Two Strike (Numpkahapa, c. 1831–1915) was a Brulé Lakota chief born in the White River Valley in present-day Nebraska. He earned his Lakota name "Nomkahpa", meaning "Knocks Two Off" in a battle with Utes, when he knocked two off their horses with a single blow of his war club.
Two Strike fought in various battles against the U.S. Army during the early conflict of the Plains Indian wars and of the Great Sioux wars with Chief Crow Dog and Chief Crazy Horse as well as various war exploits and atrocities against the Pawnee.

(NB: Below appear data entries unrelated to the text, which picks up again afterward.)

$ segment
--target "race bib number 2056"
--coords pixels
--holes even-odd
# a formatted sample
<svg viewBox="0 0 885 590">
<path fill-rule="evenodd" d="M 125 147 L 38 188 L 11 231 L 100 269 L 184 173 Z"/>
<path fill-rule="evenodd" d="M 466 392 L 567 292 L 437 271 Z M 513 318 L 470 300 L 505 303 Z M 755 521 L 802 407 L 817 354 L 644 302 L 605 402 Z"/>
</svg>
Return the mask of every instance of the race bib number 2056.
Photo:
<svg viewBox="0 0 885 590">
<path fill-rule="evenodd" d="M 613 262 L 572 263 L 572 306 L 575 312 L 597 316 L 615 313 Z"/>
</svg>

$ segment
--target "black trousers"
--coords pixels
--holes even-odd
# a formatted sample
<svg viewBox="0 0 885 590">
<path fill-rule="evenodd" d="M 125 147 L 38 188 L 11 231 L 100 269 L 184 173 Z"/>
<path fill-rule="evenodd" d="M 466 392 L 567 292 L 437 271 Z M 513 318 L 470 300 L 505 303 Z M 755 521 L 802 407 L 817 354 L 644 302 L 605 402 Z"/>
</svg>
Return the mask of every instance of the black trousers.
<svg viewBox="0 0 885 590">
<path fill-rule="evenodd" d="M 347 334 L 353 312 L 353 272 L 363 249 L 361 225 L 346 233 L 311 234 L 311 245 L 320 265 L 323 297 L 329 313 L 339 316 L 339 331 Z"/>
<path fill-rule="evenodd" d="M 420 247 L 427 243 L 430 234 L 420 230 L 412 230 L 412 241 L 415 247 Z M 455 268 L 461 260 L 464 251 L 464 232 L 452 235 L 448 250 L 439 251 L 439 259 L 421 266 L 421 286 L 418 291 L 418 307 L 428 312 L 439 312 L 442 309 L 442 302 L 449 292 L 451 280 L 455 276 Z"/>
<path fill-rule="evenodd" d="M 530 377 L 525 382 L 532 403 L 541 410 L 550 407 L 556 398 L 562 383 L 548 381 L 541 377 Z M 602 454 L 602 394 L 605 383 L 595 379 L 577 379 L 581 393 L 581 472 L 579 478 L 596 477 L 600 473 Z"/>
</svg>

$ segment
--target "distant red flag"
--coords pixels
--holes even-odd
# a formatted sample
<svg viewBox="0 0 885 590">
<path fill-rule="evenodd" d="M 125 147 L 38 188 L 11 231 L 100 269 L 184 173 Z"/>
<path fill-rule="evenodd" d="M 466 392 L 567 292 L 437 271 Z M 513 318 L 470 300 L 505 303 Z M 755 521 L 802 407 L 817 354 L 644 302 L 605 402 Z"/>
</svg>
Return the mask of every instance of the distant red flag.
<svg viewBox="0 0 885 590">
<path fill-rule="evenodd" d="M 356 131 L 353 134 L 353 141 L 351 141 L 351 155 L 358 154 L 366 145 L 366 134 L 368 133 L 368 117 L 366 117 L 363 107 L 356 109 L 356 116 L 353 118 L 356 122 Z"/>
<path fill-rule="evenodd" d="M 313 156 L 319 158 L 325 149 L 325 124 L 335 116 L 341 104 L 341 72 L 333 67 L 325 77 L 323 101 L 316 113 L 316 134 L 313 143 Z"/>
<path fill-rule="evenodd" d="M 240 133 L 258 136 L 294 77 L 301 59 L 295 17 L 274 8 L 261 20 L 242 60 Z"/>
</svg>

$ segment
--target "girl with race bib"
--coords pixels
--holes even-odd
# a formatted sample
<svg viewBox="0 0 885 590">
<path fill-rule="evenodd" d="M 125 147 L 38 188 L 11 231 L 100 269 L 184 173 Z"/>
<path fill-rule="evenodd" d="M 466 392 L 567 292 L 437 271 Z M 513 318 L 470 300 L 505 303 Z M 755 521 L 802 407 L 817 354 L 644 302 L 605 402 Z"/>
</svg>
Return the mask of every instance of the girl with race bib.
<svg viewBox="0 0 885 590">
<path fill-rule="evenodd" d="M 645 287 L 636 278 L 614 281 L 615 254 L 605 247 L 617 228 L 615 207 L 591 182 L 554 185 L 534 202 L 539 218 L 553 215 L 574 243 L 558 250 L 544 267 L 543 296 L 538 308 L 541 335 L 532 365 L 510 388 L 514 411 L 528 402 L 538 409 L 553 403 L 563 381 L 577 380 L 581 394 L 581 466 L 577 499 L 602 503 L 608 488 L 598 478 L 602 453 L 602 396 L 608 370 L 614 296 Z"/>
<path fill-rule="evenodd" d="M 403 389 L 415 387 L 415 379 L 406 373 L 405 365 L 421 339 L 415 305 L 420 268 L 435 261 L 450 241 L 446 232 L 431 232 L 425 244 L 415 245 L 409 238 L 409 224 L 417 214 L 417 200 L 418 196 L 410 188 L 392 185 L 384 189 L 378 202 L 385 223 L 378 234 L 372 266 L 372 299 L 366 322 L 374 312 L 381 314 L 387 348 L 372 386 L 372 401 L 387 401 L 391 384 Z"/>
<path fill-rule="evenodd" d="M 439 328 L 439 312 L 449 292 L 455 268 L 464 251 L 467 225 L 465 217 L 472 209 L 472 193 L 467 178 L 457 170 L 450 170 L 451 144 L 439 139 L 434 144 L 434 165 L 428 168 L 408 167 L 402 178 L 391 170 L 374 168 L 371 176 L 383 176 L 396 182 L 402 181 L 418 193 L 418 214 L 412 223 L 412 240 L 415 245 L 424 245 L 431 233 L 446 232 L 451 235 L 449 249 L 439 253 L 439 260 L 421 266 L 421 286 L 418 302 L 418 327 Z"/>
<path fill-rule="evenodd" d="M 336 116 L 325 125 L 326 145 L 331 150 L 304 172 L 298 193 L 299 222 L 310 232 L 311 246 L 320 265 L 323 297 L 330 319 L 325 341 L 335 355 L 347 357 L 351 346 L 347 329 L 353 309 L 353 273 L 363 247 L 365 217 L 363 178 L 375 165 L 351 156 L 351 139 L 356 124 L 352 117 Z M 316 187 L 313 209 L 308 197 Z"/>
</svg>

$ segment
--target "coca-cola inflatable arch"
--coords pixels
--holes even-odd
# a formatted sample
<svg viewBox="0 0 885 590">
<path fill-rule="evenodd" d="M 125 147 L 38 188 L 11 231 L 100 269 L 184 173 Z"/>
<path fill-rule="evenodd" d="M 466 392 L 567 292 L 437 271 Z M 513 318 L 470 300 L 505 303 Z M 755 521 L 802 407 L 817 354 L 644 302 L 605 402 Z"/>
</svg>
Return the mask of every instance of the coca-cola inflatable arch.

Two Strike and his band were present along with bands of the Southern Cheyenne, at the Battle of Summit Springs on July 11, 1869, when the U.S. Fifth Cavalry and 50 Pawnee scouts made a surprise attack against their camp. Buffalo Bill Cody was present at the battle serving in the capacity as chief scout. Chief Tall Bull of the Southern Cheyenne along with 51 members of the combined Lakota-Cheyenne encampment were killed and 17 women and children were taken prisoner, the rest of the Lakota and Cheyenne managed to escape. The soldiers then burned their camp including their tipis and supplies.

Chief Two Strike was one of the principal chiefs of combined Oglala and Brulé war party of over a thousand braves that attacked a band of Pawnee Indians, old hated enemies that had left their reservation in Nebraska to hunt buffalo on August 5, 1873. More than 70 to 100 Pawnee were killed in the battle/massacre which occurred in and along a bluff in present-day Hitchcock County, Nebraska near the republican river. The incident was subsequently named Massacre Canyon.